At the crack of dawn, Rick sits in a field, looks at Atlanta and makes a walkie-talkie call to Morgan. Good thing that his trip to the city at least yielded something, though it remains to be seen if we'll ever see poor Morgan again. Maybe he's better off holed up in his house with his kid staring at his zombified wife than stuck with the Camp Terror crew. I'd pick zombie wife over Shane any day. Rick blathers on about his good fortune of finding his family. Yeah, yeah, quit your bragging. He does at least tell Morgan that the walkers have infested Atlanta, but I'm thinking that Morgan would be smart enough to see all the abandoned cars headed out of town and figure this out for himself instead of riding in on his high horse like some people.
Andrea sits holding the hand of Amy's dead, not-yet-re-alive corpse, while Lori asks if they can take the body to dispose of it somewhat humanely. Andrea ignores her. Hey, that's one more thing that Andrea and I have in common: I like to ignore Lori, too.

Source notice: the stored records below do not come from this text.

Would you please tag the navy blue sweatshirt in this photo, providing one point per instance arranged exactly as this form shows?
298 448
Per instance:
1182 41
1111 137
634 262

Darryl's having a grand old time with a pickax and the dead walkers' skulls. Rick tells Shane and Lori that he'll go talk to Andrea and just explain why they need to smash her dead sister's skull in. Only she's not having it. The second he walks over in his condescending way, she pulls out her pistol and aims it at his head, reminding him that she now knows how to turn the safety off. She wants to kill Rick, too? Andrea might be my hero right now, even if she is miserable about the death of her whiny sister.
Darryl thinks that he can take his arrow and shoot Amy in the brain from a distance, before she gets all reanimated and tears through camp. When he's shot down, he goes to help Morales with some corpses. They start dragging a nameless member of Camp Terror towards the burning pyre, and my sweet Glennn says that they bury the members of their camp instead of burning them. It's kind of annoying, but it's all my sweet Glennn gets to do all episode, so I hate to complain. Darryl reluctantly agrees to do as the majority asks, but calls bullshit on this, as they did leave his brother for dead. Where's Merle? I sorta miss his racist, belligerent ways.
Jim staggers over to Jacqui, who notices that he's bleeding. She wants to know if he was bit or otherwise injured. He denies it, only calling it a little scratch, but Jacqui tells everyone that a walker bit him. He's soon surrounded by the weapon-wielding men of the camp. He grabs a shovel, but T-Dog grabs him and Darryl lifts his shirt and they see a big old bite mark on his torso. Aw, poor creepy Jim. I sorta tolerated you.